One can go on and on discovering the tale of Delhi that goes beyond the clichéd Heritagescapes (term copyrighted by Navina Jafa) in the city, and one such heritagescape is the unique building of the National Defense College in the prestigious Lutyens’ Bungalow Zone. Embedded with an interesting history it, unfortunately, remains out of reach for heritage buffs. The National Defense College is located on the 30 January Marg and its location presents a poignant symbolism since it is opposite the Gandhi Smriti, the famous house where Mahatma Gandhi was assassinated.
The building has a unique history. Commissioned in the starting year of the Second World War it was built as an Army General Mess in 1939. However, in the post-partition period, 20 rooms of the building were converted to house some British officers and their wives before they left for England.
In 1960 the use of the building was re-positioned when the President of India who is the supreme commander of the Indian Defense forces sanctioned for the structure to be transformed into the National Defense College (NDC). The College was inaugurated by Pandit Jawaharlal Nehru as the first prime minister of India. Ever since the responsibility for its maintenance lies with the Military Engineering Service.
As far as a distinct but dynamics of Heritage of the City of Delhi goes, the NDC remains a unique pioneering institution in Asia of its kind. Perceived as a think tank it offers courses on Strategies of Security and related matters to high ranking civil and defense officers from India and around the world.
The majestic building, characterized by rows of Tuscan pillars, high ceilings, is defined by long galleries, large halls, rooms and impressive gardens. Different parts of the building are shared by the Army, Air Force, and the Navy.
There is yet another alluring snippet in the narrative of Heritage of this building which emerged in my visit to this sacred out of the bound building, and it was one that is related to what now has become a topic of great discussion on heritage platforms – The Heritage of cuisine.
It is humbly acknowledged by the defense forces that the best cooks are from the Indian Navy, so much so, that the Chief cook for the President of India is also appointed from the Navy. “For days with nothing but the ocean, where the seamen are often rocked by sea-sickness and with a strict order not to consume alcohol, food takes a great priority of engaging the senses….” told me an officer associated with the administration of the building. Before leaving this hallowed space, I had the chance to sample the famed food. But the travel from the front of the building to the dining room seemed to be a heritage journey of its own. One passed imposing halls decorated with fascinating paintings, documents, and gifts from different countries. While what appeared to be the Army side contained monumental animal trophies, the naval section of the building that led to the dining room contained paintings related to the sea, photographs of prominent ships, and officers, there was for example an interesting well almost a sexual frame describing why a Ship is a ‘She’… It read that the Ship is a She since she is surrounded by the bustle, and gang of men, that she has a waist, and takes a lot of paint to keep her good-looking….

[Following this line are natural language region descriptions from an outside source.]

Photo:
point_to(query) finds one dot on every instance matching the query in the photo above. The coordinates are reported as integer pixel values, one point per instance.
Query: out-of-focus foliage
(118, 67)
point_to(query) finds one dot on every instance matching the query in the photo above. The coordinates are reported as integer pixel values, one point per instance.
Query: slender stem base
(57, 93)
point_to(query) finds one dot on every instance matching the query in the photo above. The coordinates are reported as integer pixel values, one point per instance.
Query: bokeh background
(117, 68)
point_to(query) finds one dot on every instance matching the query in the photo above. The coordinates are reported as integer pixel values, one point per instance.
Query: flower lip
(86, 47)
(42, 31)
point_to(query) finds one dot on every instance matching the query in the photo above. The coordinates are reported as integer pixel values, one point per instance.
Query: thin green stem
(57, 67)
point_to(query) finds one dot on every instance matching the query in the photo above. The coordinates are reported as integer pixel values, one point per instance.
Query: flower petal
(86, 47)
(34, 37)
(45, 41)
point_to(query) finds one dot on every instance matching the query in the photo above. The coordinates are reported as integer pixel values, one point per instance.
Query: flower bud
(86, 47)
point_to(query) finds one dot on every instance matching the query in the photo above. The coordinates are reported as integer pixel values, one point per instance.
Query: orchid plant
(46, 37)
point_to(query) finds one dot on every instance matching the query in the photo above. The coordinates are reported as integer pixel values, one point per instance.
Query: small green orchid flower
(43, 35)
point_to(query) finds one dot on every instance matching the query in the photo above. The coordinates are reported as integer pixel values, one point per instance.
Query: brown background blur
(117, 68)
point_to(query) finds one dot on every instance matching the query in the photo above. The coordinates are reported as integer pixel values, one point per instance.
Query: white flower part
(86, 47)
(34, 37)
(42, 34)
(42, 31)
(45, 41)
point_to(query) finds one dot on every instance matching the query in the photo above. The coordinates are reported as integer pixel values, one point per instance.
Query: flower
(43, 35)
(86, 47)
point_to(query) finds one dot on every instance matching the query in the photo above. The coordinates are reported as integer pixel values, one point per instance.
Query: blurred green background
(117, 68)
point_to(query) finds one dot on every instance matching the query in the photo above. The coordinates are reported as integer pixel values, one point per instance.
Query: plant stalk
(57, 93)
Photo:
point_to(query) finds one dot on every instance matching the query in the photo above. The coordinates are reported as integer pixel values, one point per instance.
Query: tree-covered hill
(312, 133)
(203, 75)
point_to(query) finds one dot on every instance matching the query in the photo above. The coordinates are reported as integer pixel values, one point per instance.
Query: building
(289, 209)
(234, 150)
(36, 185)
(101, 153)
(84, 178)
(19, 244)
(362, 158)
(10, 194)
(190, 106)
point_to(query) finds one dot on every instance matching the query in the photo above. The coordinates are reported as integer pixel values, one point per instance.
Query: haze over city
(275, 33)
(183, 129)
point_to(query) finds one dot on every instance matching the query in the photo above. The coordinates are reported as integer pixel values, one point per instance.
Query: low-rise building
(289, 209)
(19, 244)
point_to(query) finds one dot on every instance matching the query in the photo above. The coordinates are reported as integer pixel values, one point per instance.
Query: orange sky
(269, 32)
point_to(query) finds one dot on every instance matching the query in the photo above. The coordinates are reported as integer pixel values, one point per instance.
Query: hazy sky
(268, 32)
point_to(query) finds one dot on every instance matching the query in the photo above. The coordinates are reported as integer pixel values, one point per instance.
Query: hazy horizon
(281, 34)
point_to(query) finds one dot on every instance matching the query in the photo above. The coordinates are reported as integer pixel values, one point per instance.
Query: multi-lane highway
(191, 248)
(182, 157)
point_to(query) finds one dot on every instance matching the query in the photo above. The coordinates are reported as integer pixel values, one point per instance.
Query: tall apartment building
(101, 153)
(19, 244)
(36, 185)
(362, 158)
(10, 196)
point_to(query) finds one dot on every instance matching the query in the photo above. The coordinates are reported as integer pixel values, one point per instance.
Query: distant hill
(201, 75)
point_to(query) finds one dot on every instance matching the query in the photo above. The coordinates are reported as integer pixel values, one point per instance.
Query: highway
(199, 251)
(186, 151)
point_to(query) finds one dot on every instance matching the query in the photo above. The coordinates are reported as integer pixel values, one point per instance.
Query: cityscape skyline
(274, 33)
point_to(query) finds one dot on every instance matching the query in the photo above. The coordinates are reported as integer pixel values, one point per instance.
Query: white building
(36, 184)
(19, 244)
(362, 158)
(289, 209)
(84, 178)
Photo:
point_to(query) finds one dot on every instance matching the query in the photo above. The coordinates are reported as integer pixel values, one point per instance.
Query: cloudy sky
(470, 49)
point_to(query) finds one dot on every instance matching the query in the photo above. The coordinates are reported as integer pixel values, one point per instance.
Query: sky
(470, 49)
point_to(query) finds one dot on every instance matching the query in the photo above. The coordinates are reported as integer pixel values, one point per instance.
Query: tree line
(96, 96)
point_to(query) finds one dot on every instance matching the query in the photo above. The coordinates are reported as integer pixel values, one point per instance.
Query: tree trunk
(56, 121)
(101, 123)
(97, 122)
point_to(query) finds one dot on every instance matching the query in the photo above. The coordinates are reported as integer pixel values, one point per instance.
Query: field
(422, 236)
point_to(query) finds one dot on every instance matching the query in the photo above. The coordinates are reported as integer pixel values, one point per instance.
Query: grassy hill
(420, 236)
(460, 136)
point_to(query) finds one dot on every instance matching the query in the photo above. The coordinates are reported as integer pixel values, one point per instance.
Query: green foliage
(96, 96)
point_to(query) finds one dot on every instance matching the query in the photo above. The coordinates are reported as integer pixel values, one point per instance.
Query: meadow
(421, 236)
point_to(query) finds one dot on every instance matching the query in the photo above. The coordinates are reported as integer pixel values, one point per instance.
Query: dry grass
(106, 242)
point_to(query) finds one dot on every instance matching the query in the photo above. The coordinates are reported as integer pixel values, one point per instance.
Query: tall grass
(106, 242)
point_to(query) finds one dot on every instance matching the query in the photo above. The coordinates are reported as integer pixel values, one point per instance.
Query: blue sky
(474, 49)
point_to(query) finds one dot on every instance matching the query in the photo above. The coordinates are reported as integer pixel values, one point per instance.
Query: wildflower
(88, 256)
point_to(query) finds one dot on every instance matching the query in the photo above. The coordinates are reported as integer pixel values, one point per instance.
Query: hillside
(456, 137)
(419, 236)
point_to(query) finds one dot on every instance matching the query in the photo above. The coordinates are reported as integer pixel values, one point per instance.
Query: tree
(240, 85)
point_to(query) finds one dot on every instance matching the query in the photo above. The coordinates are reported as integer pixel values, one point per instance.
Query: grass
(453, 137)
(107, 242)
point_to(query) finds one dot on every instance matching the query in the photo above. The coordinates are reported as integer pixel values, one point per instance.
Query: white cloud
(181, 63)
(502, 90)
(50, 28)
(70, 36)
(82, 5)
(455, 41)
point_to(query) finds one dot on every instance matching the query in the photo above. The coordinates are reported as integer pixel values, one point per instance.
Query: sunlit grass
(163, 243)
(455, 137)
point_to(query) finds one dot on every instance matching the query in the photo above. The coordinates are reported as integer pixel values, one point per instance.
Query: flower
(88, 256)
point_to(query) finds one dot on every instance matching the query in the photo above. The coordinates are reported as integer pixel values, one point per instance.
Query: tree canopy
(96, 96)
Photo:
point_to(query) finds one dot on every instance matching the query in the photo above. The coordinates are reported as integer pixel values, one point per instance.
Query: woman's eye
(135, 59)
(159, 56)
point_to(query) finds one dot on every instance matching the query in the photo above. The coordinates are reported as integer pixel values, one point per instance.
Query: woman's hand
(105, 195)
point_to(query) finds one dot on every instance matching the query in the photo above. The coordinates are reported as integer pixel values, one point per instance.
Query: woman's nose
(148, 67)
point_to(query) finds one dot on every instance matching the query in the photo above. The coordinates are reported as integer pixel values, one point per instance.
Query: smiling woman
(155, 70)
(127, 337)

The Stroll to the space of the much-awaited food was through a long carpeted, narrow corridor lined that was like everything else had interesting photographs and other unique adornments. Finally, the journey expanded into the realm and sensibilities of food and it was worth the walk… a wide spread of salads, exotic sweet dishes, experimental assortments of bread awaited us…YES! The Ship of our Sense truly rocked.